Be careful, however, not to let an agent talk you into a policy that states a higher value for your house than it would cost to rebuild. That boosts your premium unnecessarily because the insurance company won’t pay more than the actual reconstruction cost.


Though overall insurance rates are rising, the ability to make easy comparisons of coverage has encouraged competition among insurers, resulting in a wide variation in premiums and a growing number of companies to choose from.

Unfortunately, not all of these companies are reliable.

Safeguard: Before buying a policy, check out the insurer with your state’s agency that oversees the insurance business.

Many states have consumer-friendly agencies that are eager to tell residents about the financial and claims-paying history of insurers. Some agencies have Web sites where this information is also available. To find your state’s agency, check your state’s Web site.

You can also check out the financial soundness of insurers through Weiss Ratings (800-289-9222). Price per company report: $14.99 on the web, $19 by phone.

Insurers are rated on criteria that include financial stability and the number of customer complaints against them. A company is then given a grade of A for “excellent, ” B for “good, ” C for “fair” or D for “weak.”

Choose a company that has at least a B rating.


Instead of comparing only homeowner’s policies, ask for quotes on your total insurance needs, including auto insurance for all members of the household and business insurance if you have your own company.

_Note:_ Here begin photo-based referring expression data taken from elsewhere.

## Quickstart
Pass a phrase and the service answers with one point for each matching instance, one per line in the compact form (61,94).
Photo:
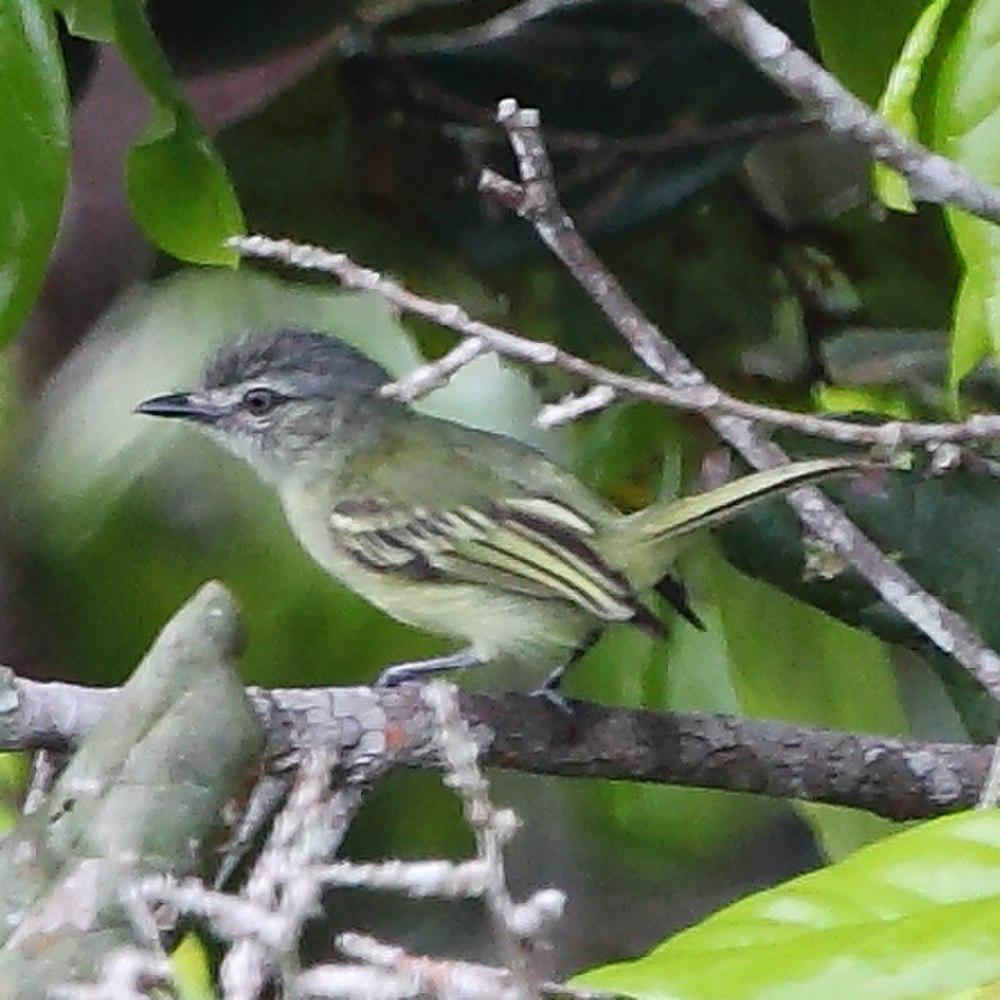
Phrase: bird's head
(280,399)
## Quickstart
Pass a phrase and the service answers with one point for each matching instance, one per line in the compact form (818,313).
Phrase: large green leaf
(943,529)
(860,40)
(966,127)
(34,153)
(912,916)
(178,187)
(773,679)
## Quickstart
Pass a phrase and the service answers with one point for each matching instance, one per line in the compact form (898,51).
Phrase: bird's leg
(419,669)
(549,689)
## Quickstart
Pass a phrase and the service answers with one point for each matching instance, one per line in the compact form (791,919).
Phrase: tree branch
(932,177)
(901,779)
(698,397)
(536,199)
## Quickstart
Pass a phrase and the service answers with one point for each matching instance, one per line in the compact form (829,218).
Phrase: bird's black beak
(180,404)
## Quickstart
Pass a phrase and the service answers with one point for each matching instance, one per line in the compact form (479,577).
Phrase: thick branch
(897,778)
(536,199)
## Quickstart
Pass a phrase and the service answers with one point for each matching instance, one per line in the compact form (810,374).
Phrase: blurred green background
(760,251)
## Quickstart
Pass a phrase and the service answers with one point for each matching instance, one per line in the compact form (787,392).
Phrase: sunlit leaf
(34,153)
(896,104)
(912,916)
(191,970)
(92,19)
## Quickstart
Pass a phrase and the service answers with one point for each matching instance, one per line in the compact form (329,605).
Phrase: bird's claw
(555,699)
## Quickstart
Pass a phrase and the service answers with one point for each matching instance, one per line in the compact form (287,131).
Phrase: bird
(461,532)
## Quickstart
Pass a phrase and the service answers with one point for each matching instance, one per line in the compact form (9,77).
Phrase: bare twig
(932,177)
(596,398)
(697,397)
(308,829)
(901,779)
(505,24)
(517,926)
(680,139)
(535,199)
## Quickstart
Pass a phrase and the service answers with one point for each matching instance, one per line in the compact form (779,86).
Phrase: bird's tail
(650,537)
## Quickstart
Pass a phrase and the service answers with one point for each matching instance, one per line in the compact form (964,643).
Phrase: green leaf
(860,40)
(912,916)
(177,184)
(34,153)
(931,525)
(773,679)
(966,128)
(897,100)
(191,970)
(92,19)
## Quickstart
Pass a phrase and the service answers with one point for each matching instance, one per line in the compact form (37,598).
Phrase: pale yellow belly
(498,625)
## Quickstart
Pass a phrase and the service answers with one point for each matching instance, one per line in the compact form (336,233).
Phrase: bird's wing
(532,545)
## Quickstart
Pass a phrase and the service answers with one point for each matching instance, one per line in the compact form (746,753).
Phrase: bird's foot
(552,697)
(420,670)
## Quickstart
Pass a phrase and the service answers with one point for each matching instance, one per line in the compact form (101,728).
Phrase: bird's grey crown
(323,364)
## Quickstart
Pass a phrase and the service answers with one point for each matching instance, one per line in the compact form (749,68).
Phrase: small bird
(457,531)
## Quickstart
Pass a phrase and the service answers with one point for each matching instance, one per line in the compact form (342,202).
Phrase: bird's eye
(259,401)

Most insurance companies give reductions of 5% to 15% to customers who buy what they call “multiline” policies.

My thoughts: We have replacement value coverage on our house. And while it’s tempting to over-insure ‘just to be on the safe side, ‘ it really is a waste of money. Also, keep in mind that you only need to insure the value of the structure (plus contents, as necessary) — there is no need to include value of the lot when figuring how much to insure you home for. After all, the land will still be there when it comes time to rebuild. As far as the quality of your company goes, we’ve always gone with a major insurer (State Farm) where we have all of our policies. We’ve shopped around a bit but, with all of the multi-line, claim-free, etc. discounts that we’re getting, it just doesn’t make sense to switch, especially if we would be switching to a less reputable insurer. That being said, it’s always good advice to check around and make sure you’re getting the best deal available. We recently did this when we replaced our term life insurance policies, and it worked out quite well for us.